Merhaba dizgici, artık okur bu diğer sesin Gorki Okuryazar’a ait olduğunu anlıyor. Her seferinde “Gorki Okuryazar iç ses” diye belirtmeyeceğimi deklare ederim. Ya bıktım şu her şeyi deklare etmenden! Ben öyle biri değilim işte… Hangi Gorki Okuryazar mı? Hikâyenin sonunda Baran Doğan’la özdeşleşme yaşayacak olan Gorki Okuryazar. Malum ya Orhan Pamuk’tan bahsediyoruz, özdeşleşme onun favori temasıdır ya… Ney!
Yazı dursun da eve gidince okurum…
Üzerime ne giyecektim? Bu sıcaklık değeri için bir gömlek en idealiydi ama Boğaz bölgesi 365 gün eserdi. Gömlek üstü bir şey giyemezdim, yük olurdu. Dışarıda sürekli hareket edeceğim için vücut ısım yüksek olacaktı. Durduğumda ise bir mekanda olacaktım yüksek ihtimalle.
Otobüse binmiştim. O da neydi? Böyle bir mont kokusu olamazdı. İnsanların ter kokmaları bir klasikti ama kış geldiğinde ceket, mont, palto gibi giysilerinin kokuları dayanılmaz oluyordu. Yazın tişört ve gömleklerini kısa sürede yıkıyorlardı ama nedense kış geldiğinde CMP’lerini kış boyunca bir kere falan yıkıyor olmalıydılar.

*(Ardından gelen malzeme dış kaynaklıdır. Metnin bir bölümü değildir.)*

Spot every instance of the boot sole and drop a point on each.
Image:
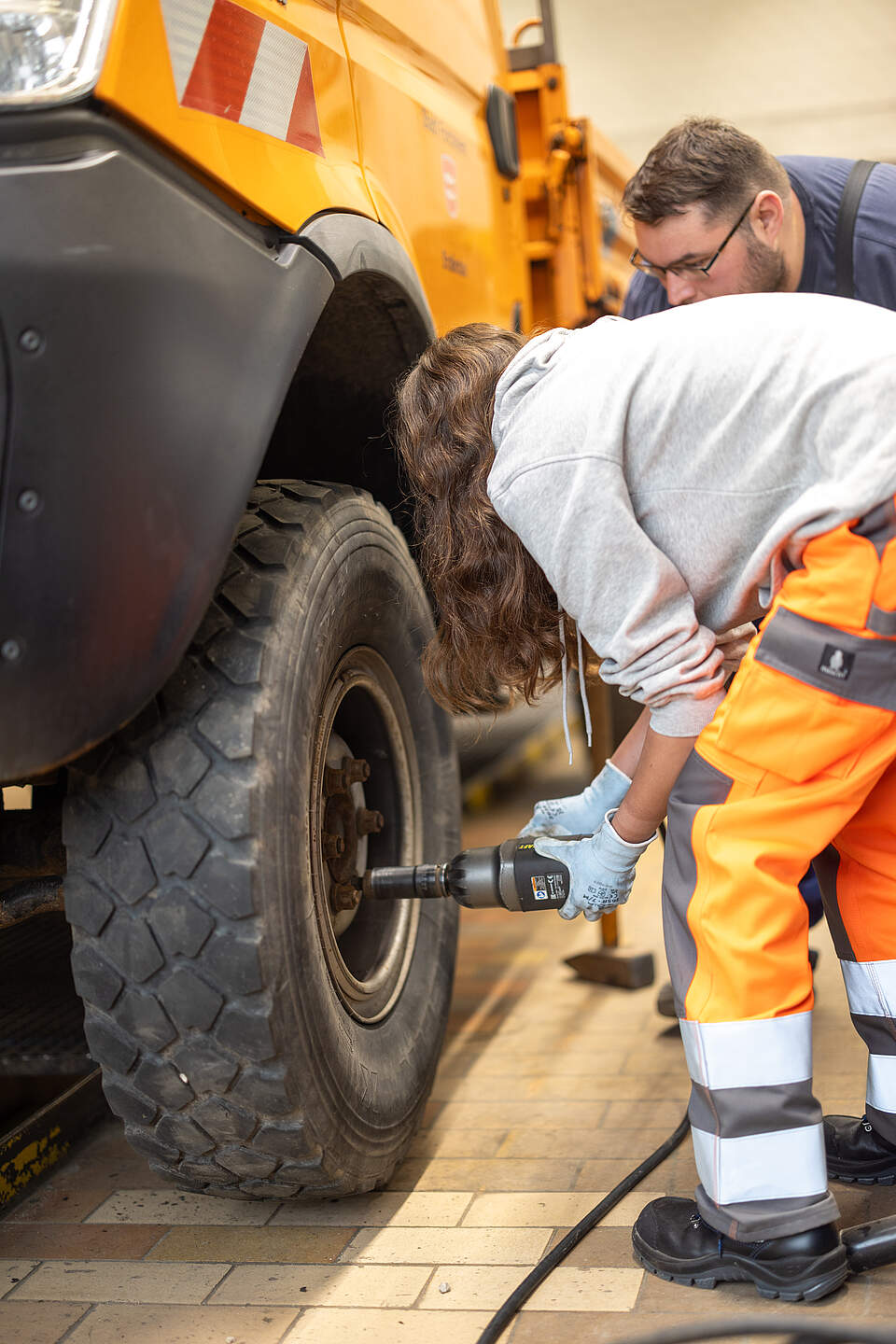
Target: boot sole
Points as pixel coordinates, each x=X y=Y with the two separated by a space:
x=831 y=1273
x=889 y=1179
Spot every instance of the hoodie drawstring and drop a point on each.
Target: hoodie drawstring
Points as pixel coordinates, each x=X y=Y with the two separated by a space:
x=565 y=666
x=563 y=679
x=581 y=691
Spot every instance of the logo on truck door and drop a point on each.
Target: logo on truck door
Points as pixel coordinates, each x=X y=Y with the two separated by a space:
x=234 y=64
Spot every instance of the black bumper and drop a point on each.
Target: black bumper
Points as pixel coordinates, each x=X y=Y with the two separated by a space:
x=147 y=342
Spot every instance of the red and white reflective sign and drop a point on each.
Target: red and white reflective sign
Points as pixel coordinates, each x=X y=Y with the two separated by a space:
x=449 y=186
x=234 y=64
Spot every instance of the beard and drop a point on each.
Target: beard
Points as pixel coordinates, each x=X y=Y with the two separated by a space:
x=766 y=271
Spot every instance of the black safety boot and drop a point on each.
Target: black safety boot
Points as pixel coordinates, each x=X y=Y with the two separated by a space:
x=857 y=1154
x=672 y=1240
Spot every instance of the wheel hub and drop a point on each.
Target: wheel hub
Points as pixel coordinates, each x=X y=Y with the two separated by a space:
x=367 y=812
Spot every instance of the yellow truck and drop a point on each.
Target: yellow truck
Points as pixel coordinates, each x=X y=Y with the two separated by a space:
x=226 y=229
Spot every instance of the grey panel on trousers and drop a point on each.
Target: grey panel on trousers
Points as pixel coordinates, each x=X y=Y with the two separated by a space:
x=881 y=622
x=826 y=866
x=879 y=525
x=736 y=1112
x=879 y=1034
x=697 y=785
x=762 y=1218
x=800 y=647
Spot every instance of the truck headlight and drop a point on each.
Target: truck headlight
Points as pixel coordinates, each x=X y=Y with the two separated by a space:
x=51 y=50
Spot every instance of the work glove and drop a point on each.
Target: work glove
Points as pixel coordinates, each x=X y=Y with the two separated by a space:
x=601 y=870
x=581 y=813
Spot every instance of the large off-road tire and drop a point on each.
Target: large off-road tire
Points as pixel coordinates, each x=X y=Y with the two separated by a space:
x=256 y=1038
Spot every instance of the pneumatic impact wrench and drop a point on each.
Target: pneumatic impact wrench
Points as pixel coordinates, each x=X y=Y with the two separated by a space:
x=512 y=875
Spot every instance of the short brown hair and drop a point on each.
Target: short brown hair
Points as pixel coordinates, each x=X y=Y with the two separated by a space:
x=707 y=161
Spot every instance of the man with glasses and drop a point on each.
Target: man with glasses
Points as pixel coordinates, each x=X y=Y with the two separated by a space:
x=715 y=214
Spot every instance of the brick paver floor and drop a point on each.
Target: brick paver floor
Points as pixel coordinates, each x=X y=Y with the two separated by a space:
x=548 y=1092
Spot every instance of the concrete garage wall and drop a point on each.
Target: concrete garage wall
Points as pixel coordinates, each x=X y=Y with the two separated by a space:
x=813 y=77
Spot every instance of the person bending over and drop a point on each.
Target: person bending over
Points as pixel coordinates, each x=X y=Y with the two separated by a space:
x=660 y=483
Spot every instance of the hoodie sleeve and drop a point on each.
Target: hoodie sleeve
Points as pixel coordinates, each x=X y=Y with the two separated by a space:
x=574 y=516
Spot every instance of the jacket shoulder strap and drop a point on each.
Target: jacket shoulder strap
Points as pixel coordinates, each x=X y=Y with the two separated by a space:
x=847 y=223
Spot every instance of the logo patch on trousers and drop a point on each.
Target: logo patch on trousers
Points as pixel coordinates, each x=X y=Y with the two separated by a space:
x=835 y=663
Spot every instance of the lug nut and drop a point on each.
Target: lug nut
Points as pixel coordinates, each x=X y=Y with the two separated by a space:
x=332 y=846
x=357 y=772
x=370 y=823
x=344 y=897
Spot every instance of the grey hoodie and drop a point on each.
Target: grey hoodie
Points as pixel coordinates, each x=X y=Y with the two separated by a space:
x=666 y=473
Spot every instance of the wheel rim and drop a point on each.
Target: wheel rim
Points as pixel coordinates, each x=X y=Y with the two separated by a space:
x=369 y=947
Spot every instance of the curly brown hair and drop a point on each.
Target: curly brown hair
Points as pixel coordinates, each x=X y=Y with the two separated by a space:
x=497 y=614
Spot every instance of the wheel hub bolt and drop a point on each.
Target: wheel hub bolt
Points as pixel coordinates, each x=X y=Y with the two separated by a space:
x=340 y=781
x=370 y=823
x=344 y=895
x=332 y=846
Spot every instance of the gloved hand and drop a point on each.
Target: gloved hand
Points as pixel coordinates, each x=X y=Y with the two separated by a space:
x=581 y=813
x=601 y=870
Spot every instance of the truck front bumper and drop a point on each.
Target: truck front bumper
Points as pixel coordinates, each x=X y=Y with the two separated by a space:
x=147 y=341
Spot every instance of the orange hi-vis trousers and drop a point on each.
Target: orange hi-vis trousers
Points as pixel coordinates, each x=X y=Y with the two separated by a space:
x=800 y=758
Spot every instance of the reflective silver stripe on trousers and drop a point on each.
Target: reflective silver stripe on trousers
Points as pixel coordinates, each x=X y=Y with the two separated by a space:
x=880 y=1090
x=800 y=647
x=782 y=1164
x=749 y=1054
x=871 y=989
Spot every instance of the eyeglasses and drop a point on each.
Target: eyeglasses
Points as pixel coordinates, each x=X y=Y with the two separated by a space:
x=691 y=268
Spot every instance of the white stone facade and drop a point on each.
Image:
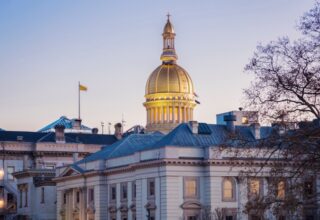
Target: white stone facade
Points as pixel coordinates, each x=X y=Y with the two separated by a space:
x=169 y=171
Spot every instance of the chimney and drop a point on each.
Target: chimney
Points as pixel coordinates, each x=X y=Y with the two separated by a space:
x=193 y=125
x=76 y=124
x=255 y=130
x=75 y=156
x=59 y=131
x=279 y=127
x=316 y=122
x=230 y=119
x=118 y=130
x=25 y=162
x=94 y=130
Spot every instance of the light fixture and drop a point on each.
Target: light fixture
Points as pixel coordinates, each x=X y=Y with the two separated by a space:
x=1 y=174
x=1 y=203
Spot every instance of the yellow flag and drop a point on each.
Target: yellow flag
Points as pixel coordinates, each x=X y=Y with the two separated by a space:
x=82 y=88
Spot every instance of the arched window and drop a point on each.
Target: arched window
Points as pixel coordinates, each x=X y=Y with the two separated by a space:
x=281 y=189
x=228 y=189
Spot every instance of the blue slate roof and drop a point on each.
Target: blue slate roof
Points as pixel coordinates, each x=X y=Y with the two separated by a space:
x=181 y=136
x=127 y=146
x=66 y=122
x=34 y=137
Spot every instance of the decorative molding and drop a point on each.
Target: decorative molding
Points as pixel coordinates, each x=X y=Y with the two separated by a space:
x=175 y=162
x=191 y=204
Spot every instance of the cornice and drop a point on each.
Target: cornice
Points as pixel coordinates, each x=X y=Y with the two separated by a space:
x=177 y=162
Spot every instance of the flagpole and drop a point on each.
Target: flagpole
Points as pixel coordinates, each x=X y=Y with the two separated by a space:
x=79 y=100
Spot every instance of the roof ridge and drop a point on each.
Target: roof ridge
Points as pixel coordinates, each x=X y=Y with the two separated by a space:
x=43 y=137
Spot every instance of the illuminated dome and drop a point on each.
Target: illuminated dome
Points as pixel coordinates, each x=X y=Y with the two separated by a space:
x=169 y=78
x=170 y=97
x=168 y=28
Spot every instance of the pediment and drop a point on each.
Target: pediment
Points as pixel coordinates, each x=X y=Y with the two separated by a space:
x=193 y=204
x=69 y=172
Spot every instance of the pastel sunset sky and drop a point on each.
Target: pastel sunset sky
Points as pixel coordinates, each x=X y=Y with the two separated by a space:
x=111 y=47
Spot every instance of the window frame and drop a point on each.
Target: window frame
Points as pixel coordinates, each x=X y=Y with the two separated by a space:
x=149 y=181
x=111 y=187
x=313 y=188
x=284 y=189
x=91 y=195
x=260 y=192
x=133 y=190
x=124 y=185
x=197 y=190
x=10 y=177
x=42 y=201
x=233 y=189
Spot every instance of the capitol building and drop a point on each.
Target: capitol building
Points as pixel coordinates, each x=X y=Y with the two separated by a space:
x=175 y=169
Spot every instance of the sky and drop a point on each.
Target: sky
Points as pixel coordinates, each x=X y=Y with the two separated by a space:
x=47 y=47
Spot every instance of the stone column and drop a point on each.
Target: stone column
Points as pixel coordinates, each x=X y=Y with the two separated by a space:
x=156 y=115
x=173 y=114
x=151 y=115
x=161 y=114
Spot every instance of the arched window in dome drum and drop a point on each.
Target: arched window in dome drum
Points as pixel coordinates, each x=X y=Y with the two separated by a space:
x=176 y=118
x=165 y=113
x=170 y=114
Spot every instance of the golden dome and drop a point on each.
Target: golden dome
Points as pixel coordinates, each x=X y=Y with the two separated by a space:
x=169 y=78
x=168 y=28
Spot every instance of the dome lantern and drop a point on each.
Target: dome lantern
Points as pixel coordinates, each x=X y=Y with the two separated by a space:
x=170 y=98
x=169 y=53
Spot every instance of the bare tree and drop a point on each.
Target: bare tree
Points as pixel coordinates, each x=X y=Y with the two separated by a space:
x=287 y=74
x=286 y=90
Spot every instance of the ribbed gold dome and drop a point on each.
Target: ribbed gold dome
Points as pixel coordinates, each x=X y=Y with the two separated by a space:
x=169 y=78
x=168 y=28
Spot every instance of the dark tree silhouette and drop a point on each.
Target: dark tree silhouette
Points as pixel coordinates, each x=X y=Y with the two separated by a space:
x=286 y=92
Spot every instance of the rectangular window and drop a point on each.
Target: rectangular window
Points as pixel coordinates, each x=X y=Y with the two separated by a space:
x=42 y=194
x=190 y=187
x=21 y=196
x=26 y=198
x=78 y=196
x=254 y=187
x=151 y=188
x=309 y=188
x=170 y=114
x=281 y=189
x=50 y=166
x=64 y=198
x=124 y=191
x=113 y=193
x=134 y=190
x=91 y=195
x=10 y=171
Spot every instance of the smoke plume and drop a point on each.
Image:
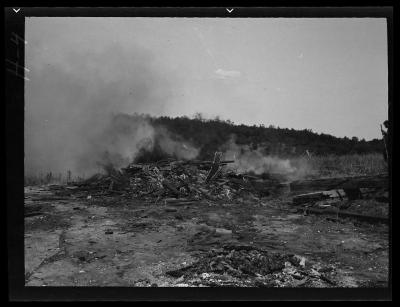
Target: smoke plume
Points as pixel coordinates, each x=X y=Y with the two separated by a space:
x=72 y=107
x=248 y=160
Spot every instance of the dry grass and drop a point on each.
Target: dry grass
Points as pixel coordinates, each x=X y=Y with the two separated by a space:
x=337 y=166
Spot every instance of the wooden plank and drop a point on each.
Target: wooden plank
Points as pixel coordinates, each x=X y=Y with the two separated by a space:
x=303 y=186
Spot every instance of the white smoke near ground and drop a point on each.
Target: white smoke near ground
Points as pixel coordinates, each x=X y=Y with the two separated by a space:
x=125 y=136
x=72 y=107
x=248 y=160
x=175 y=146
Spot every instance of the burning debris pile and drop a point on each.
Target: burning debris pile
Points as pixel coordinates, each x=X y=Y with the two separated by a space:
x=247 y=266
x=175 y=181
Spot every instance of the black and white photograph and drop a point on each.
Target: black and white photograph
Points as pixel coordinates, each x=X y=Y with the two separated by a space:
x=206 y=152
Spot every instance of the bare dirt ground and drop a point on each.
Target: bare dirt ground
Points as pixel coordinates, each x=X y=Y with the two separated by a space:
x=118 y=242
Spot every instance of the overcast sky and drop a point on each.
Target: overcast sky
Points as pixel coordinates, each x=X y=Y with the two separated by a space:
x=328 y=75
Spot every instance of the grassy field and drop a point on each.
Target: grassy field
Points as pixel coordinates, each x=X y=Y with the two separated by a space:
x=337 y=166
x=306 y=167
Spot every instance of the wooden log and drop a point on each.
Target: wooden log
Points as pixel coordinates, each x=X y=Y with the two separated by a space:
x=343 y=213
x=302 y=186
x=318 y=196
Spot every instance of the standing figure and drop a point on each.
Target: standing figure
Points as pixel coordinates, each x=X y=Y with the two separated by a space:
x=385 y=140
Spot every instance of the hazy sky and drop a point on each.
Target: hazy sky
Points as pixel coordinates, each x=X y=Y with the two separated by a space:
x=328 y=75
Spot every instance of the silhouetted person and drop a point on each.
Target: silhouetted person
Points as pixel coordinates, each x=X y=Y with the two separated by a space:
x=385 y=140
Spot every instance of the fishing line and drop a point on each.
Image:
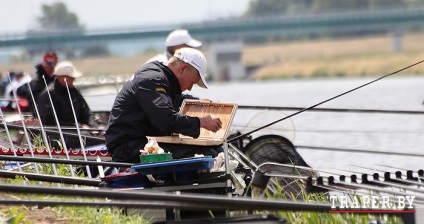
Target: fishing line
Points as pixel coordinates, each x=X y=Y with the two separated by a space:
x=78 y=129
x=71 y=169
x=46 y=142
x=15 y=97
x=332 y=109
x=322 y=102
x=359 y=151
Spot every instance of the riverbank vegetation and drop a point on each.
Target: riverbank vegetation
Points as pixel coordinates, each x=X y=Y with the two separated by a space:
x=346 y=57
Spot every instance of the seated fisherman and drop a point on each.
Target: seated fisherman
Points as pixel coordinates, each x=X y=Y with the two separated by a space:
x=65 y=74
x=146 y=106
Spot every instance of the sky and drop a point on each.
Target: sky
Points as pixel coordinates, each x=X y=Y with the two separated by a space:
x=20 y=15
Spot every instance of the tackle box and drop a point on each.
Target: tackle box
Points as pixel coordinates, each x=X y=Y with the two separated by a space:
x=200 y=108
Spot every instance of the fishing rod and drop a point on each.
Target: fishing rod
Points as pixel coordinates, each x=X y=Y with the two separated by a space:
x=108 y=204
x=43 y=133
x=358 y=151
x=12 y=145
x=62 y=161
x=15 y=97
x=219 y=201
x=52 y=178
x=58 y=126
x=322 y=102
x=332 y=109
x=78 y=130
x=52 y=130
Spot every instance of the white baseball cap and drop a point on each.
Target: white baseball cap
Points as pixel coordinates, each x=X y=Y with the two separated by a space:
x=66 y=68
x=179 y=37
x=196 y=59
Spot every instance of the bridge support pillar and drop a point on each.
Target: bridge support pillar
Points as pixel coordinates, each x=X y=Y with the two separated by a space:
x=397 y=40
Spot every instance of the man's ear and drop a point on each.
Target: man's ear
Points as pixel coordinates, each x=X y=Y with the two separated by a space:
x=183 y=67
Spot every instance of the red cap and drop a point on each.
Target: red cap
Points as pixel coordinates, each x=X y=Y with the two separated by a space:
x=50 y=59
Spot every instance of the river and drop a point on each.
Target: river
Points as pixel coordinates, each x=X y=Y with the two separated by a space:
x=382 y=132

Orhan Pamuk halkı küçümsüyor muydu? O cümleleri kurabilen, o hayal gücüne sahip olan bir insanın halkı küçümseyip küçümsememesi bir yana onunla hiçbir yerde, hiçbir şekilde buluşamaması kesin olmalıydı. Berbat kokan bu mont bana hesap kitap yaptırdı… O gün mont giyilen ilk günlerden biriydi. Bu montun bu kadar kötü kokması akıllara iki ihtimali getiriyordu: ya bu kişi çıplak gövdesinin üstüne bu montu giyip on gün boyunca inşaatlarda çalışmıştı ya da bu montu en son 2017 Mayısında yıkamış olmalıydı. Yani 2018 yılını yıkanmadan geçirmişti mont. Bak yine özne sonradan aklıma geldi ve gidip onu doğru yere koymaya üşendim…
522 SK adlı otobüsle Mecidiyeköy’e kadar gitmiştim. Şimdi Baran Doğan’ın romanlarında yaptığı gibi semt, sokak, bina tasvirleri mi yapacaktım? Oysa ben Orhan Pamuk’tum ve idolüm Gorki Tanpınar gibi olmalıydım. Mecidiyeköy’de Nişantaşı’na yürüyeyim dedim. Yol üzerinde ilginç binalar vardı. Bunların videolarını çekip TikTok’tan paylaşmalıydım. Prim yapmalıydım. Prim peşinde 80 yıl… Ne muhteşem bir karikatürdü o… Hala karikatür dergileri biriktirdiğime inanamıyorum. Bütün biriktirilen şeyler bir gün atılacaktır. Ünlü veya zengin biri değilsen. Gorki Okuryazar hem ünlü hem de zengin bir romancıydı. O sayede son “Masumiyet Müzesi” romanı için bir evi alıp müzeye çevirebilmişti.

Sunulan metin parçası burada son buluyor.